Si je témoigne c’est que depuis quelques années je suis atteinte d’un cancer du sein d’emblée métastatique, donc pas guérissable, juste soignable, ensuite j’ai développé un autre cancer, du poumon cette fois. J’étais déjà atteinte d’un lupus pour lequel on a du arrêter le traitement durant 4 ans pour des raisons d’incompatibilité avec la chimio et du coup il est en train de s’aggraver…

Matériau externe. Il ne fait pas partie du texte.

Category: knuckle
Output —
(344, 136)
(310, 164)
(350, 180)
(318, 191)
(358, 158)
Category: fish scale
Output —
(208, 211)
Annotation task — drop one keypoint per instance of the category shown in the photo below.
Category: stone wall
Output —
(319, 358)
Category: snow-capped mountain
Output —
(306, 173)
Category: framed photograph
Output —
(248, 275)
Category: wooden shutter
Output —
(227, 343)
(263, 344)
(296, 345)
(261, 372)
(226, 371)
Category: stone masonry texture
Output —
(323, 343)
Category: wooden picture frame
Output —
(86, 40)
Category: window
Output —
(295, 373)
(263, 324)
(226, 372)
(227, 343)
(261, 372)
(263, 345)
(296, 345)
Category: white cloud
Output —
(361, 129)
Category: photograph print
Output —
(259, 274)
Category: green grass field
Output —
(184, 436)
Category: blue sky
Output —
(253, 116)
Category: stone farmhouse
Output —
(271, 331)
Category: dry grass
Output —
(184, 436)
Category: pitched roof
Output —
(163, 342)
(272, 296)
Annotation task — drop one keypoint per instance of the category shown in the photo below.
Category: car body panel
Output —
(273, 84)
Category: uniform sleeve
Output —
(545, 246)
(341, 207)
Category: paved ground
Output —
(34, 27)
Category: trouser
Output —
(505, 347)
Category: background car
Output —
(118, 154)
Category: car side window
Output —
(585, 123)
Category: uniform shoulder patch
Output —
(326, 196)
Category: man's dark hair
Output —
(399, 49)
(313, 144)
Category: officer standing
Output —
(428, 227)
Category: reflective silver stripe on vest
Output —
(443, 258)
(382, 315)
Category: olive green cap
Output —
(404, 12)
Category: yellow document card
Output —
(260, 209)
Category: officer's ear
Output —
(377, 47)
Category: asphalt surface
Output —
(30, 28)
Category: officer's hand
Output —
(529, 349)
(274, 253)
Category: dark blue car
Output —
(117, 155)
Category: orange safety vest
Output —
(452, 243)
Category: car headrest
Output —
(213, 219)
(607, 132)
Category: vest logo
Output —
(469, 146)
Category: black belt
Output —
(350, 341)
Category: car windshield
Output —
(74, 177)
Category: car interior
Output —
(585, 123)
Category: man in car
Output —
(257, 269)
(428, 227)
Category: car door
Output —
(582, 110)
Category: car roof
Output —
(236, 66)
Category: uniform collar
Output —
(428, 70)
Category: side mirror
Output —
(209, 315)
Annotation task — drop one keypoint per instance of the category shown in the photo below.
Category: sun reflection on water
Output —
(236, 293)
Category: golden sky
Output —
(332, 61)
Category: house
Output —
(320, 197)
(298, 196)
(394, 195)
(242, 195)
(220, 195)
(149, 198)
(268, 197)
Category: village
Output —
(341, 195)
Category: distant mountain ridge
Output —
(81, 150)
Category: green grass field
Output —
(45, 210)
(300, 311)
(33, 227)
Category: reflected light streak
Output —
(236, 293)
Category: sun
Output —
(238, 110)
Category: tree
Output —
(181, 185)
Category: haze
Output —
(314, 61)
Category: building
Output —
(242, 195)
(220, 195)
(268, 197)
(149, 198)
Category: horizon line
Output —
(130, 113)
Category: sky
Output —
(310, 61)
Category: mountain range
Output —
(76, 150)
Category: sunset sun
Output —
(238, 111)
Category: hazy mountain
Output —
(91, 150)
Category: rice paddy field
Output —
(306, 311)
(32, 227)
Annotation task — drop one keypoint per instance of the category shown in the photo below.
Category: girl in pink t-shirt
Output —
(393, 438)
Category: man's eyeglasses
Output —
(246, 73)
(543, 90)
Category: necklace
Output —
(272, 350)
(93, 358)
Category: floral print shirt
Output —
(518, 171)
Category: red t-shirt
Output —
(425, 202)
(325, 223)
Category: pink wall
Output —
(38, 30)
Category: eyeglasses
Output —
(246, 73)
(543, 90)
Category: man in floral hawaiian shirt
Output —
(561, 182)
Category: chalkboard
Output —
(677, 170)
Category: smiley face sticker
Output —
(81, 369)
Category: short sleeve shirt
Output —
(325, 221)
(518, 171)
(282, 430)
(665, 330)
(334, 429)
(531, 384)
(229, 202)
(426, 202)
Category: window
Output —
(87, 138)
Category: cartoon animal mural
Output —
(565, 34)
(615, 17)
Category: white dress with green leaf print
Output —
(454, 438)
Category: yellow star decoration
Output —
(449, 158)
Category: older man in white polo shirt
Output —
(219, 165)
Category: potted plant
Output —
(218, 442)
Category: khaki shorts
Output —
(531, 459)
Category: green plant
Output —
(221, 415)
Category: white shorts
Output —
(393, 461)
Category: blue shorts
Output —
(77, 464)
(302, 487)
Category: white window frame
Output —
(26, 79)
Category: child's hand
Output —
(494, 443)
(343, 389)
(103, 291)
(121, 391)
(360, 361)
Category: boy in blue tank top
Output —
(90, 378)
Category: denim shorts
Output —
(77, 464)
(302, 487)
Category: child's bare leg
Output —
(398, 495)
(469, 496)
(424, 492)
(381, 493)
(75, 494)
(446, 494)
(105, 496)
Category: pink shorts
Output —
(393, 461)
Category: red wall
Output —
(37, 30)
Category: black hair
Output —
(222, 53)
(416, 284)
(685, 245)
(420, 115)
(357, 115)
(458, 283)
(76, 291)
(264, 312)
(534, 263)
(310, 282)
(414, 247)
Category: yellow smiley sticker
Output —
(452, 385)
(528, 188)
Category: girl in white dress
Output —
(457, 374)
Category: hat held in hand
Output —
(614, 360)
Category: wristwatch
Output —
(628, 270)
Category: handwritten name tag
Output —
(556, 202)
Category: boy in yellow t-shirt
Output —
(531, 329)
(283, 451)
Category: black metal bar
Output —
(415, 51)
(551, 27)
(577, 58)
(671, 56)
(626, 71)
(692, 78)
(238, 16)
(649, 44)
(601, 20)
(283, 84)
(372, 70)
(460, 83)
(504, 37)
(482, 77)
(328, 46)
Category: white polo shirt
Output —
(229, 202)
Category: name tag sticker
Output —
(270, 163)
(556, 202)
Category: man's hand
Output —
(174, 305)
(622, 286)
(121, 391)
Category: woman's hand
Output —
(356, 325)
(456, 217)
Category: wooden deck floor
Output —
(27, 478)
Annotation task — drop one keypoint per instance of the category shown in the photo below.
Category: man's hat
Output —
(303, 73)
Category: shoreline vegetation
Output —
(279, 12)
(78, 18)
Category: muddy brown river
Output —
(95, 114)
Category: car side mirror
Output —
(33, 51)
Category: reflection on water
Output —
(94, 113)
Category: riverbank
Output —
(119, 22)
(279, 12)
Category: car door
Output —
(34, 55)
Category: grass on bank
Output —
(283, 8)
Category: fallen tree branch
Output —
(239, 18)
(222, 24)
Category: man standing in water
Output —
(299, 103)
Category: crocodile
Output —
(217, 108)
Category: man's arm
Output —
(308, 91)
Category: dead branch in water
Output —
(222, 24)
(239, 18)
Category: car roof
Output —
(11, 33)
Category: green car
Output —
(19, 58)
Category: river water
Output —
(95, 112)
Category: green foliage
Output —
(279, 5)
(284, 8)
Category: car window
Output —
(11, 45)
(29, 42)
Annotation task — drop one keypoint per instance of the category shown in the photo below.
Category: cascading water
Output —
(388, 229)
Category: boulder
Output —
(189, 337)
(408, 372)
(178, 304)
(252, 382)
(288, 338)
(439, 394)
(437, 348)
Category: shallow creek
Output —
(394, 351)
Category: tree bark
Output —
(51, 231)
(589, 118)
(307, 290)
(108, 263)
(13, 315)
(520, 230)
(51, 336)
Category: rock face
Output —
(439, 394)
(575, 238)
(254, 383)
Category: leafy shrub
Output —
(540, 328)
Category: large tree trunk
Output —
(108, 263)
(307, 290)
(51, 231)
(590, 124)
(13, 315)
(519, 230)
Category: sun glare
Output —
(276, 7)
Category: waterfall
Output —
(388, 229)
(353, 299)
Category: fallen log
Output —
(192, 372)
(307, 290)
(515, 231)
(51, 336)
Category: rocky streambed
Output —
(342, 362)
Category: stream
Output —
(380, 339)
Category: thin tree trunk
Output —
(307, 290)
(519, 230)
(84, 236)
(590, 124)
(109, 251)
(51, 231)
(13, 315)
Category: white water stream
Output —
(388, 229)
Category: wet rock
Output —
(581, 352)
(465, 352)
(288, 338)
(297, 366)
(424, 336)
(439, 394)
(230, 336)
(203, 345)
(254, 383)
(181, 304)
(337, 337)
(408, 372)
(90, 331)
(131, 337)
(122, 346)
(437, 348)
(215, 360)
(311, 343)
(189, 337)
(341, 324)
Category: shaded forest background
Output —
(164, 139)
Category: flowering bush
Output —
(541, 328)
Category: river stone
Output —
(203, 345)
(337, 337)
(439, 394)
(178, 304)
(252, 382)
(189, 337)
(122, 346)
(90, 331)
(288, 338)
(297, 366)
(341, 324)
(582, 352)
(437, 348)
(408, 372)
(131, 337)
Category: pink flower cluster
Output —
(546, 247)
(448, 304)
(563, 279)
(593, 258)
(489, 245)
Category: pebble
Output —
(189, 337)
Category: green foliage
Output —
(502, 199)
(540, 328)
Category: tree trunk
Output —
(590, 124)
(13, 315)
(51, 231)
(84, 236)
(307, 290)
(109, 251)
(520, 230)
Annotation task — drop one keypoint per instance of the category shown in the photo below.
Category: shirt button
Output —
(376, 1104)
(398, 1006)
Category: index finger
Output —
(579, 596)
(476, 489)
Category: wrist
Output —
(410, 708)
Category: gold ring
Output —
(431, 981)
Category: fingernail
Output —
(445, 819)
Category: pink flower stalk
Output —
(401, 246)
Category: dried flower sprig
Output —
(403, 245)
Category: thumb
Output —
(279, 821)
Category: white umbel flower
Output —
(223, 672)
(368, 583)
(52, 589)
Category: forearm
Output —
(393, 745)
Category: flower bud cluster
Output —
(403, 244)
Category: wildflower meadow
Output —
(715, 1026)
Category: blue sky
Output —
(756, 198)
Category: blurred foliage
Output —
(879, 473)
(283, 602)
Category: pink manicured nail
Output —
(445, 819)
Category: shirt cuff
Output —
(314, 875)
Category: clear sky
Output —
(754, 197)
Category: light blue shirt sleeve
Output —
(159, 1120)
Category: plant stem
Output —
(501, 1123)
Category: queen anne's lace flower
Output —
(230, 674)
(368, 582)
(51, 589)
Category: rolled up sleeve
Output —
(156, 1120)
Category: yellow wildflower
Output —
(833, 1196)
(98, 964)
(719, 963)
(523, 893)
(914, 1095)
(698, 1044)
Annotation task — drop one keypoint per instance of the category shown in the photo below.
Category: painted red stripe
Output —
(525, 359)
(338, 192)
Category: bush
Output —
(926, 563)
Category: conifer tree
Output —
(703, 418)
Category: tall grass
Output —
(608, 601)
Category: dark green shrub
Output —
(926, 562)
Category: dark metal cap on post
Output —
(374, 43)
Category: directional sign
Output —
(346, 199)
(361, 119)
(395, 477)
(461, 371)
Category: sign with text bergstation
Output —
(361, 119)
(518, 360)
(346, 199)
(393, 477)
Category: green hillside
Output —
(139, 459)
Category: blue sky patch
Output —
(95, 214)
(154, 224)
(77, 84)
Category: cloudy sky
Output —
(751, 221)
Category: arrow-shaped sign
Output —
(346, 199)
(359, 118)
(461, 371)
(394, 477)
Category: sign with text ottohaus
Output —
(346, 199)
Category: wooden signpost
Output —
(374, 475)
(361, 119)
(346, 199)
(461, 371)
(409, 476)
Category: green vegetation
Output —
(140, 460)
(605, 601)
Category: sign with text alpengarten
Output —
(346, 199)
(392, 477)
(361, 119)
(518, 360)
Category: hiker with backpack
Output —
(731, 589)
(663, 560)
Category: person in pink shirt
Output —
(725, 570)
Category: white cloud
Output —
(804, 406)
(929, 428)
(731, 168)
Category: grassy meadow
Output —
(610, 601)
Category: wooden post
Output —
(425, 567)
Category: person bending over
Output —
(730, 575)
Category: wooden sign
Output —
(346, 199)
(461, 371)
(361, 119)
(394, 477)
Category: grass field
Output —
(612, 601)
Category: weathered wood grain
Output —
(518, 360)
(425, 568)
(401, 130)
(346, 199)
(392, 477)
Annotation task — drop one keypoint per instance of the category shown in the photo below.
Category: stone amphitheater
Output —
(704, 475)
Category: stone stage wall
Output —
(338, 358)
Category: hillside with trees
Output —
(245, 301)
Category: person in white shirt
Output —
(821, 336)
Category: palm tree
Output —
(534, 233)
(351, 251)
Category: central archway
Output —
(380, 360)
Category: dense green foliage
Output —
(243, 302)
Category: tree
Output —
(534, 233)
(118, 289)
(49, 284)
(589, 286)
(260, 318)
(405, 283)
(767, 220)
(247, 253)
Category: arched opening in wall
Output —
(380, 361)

Depuis le début je touchais l’AAH et le complément de ressources soit un peu plus de 1100 €. Je suis en couple, mon conjoint a un salaire moyen et moi aucun revenu. Cet équilibre a changé en juillet quand mon fils a quitté la maison : on m’a supprimé le complément de ressources et une partie de l’AAH. Je ne perçois plus que 590€ et on a plus le droit à l’APL donc on doit payer notre loyer intégralement.

Cela m’oblige à avoir recours à mon conjoint pour compléter mes revenus. Je trouve tout à fait injuste de tenir compte des revenus d’un concubin puisque dans la logique les concubins ne sont pas obligés l’un envers l’autre contrairement aux gens mariés

Il est une chose, lors du départ d’un enfant du foyer, de retirer le CR ou l’APL si l’on dépasse, mais toucher à l’AAH c’est incompréhensible ! D’autant que l’on est pas moins handicapé ou empêché de travailler du jour ou l’on se retrouve à deux.

J’espère vivement que nos députés sauront rétablir les choses afin que nous ne terminions pas notre vie déjà écourtée par la maladie ou les handicaps comme des mendiants à la charge des autres surtout quand on a travaillé et cotisé depuis l’âge de 16 ans comme c’est mon cas.